Lacadés schiebt sich, nach allen Seiten grüßend, leutselig heran. Man sieht es dem Maire von Lourdes an, daß er die längste Zeit seines Lebens nicht mit Unrecht der »schöne Lacadé« hieß. Angesichts seines Bauches, der Backentaschen und Augensäcke kann niemand mehr von Schönheit sprechen, dafür um so nachdrücklicher von einer gut geölten, ja geschmeidigen Würde, wie sie bei politisch begabten Korpulenten nicht selten ist. Er hat sich, obwohl aus der engsten bäuerlichen Armut des Landes Bigorre stammend, glänzend in seine öffentliche Rolle eingelebt. Als er das erstemal zum Bürgermeister von Lourdes gewählt wurde, das war um 1848 herum, sagten ihm böse Zungen nach, er sei ein ausgemachter Jakobiner. Heute ist er ein bewährter Anhänger des kaiserlichen Regimes. Wer ändert seine Anschauungen nicht mit der reifenden Zeit? Lacadé geht immer schwarz gekleidet, als sei er unablässig bereit, sich von seinen zeremoniellen Pflichten überraschen zu lassen. Er hat weite, fast majestätische Bewegungen. Seine Stimme ist herablassend. Wenn er spricht, so scheint es stets, daß er anspricht. Auch die beiden staatlichen Funktionäre, die mit ihm eingetreten sind, begönnert er. Dies ist Vital Dutour, Procureur Impérial, ziemlich jung, glatzköpfig, ehrgeizig und zu Tode gelangweilt.

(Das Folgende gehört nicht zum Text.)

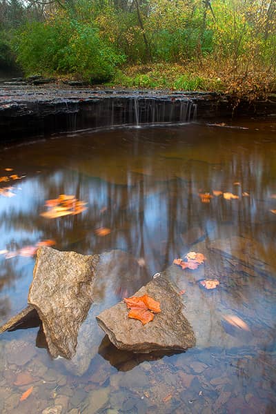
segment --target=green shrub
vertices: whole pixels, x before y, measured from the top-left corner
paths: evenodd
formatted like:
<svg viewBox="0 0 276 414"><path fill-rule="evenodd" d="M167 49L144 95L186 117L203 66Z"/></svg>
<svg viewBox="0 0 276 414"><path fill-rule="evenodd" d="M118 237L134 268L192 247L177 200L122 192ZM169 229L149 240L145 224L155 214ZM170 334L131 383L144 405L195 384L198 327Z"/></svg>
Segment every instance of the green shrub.
<svg viewBox="0 0 276 414"><path fill-rule="evenodd" d="M92 82L110 79L124 57L105 43L90 23L57 16L18 32L14 48L26 74L73 74Z"/></svg>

Der andere ist der Polizeikommissär Jacomet, ein Mann Anfang Vierzig, mit schweren Händen und jenem unheilverkündenden Blick, der nun einmal auch bei harmlosen Leuten zum Kriminalistenberuf gehört.

Der Bürgermeister schüttelt allen die Hände, läßt seine Jovialität spielen. Der Cafétier Duran stürzt herbei, nimmt die Bestellungen entgegen und bringt nach einer Weile das Tablett mit den Getränken eigenhändig:

»Ah, Messieurs! Leider sind die Zeitungen aus Paris heute nicht eingetroffen. Welch ein Kreuz mit unserer Post!«

»Bah, die Pariser Zeitungen«, spottet jemand. »Im Februar ist die Politik ebenso finster wie das Wetter...«

Der kleine Duran beeilt sich zu versichern:

»Wenn aber die Herren die gestrige Nummer des ›Mémorial des Pyrénées‹ oder den ›Intérêt Public‹ von Tarbes‹ zu sehen wünschen... Und ›Le Lavedan‹ ist erschienen, pünktlich, liegt auf...«

Er neigt sich ein wenig zu Lacadés Ohr:

»Und ein Artikelchen ist drin, Monsieur le Maire, ein feines, sauberes Stück Arbeit...«

Lafite horcht auf. Der Cafétier spitzt genußvoll die Lippen: »Das Artikelchen werden sich die diversen Soutanen hier nicht hinter den Spiegel stecken... Noch einen Malvasier, Monsieur le Maire?«

Lacadé erhebt einen seherischen Blick und eine füllige Stimme:

»Ich kann Ihnen und uns allen eine bessere Post versprechen, mein lieber Duran. Großes wird für unser armes Lourdes geschehn. Auf meine unaufhörlichen Vorstellungen hin erwägt man hohen Ortes einen Anschluß an das Netz der Eisenbahn... Ich hoffe, die Herren sind alle Lokalpatrioten, gleich mir. Nicht wahr, Monsieur le Procureur?«

Vital Dutour erwidert mit trockener Höflichkeit:

»Wir vom Gericht sind wie die Vagabunden. Heute sind wir hier, morgen versetzt man uns anderswohin. Unser Lokalpatriotismus kann nicht recht warm werden...«

»Gleichviel, der Bahnanschluß kommt«, weissagt Lacadé.

Das Gesicht Durans leuchtet auf. Ihm fällt eine der goldenen Wortprägungen ein, die er in der Zeitung gelesen hat. Da er so viel Geld für sie ausgibt, fühlt sich der Cafétier auch verpflichtet, all diese Blätter bis in die Nacht hinein zu studieren. Ein mühsames Werk, das den ungeübten Augen schadet, der gebildeten Ausdrucksweise aber förderlich ist. Er spricht:

»Verkehrsmittel und Schulbildung, das sind die beiden Grundpfeiler der sich höher entwickelnden Menschheit...«

»Bravo, Duran«, nickt Lacadé. »Besonders das mit den Verkehrsmitteln!« Schau einmal an, da liefert mir dieser alte Kellner eine tadellose Wendung für eine Festrede. Ich muß sie mir merken.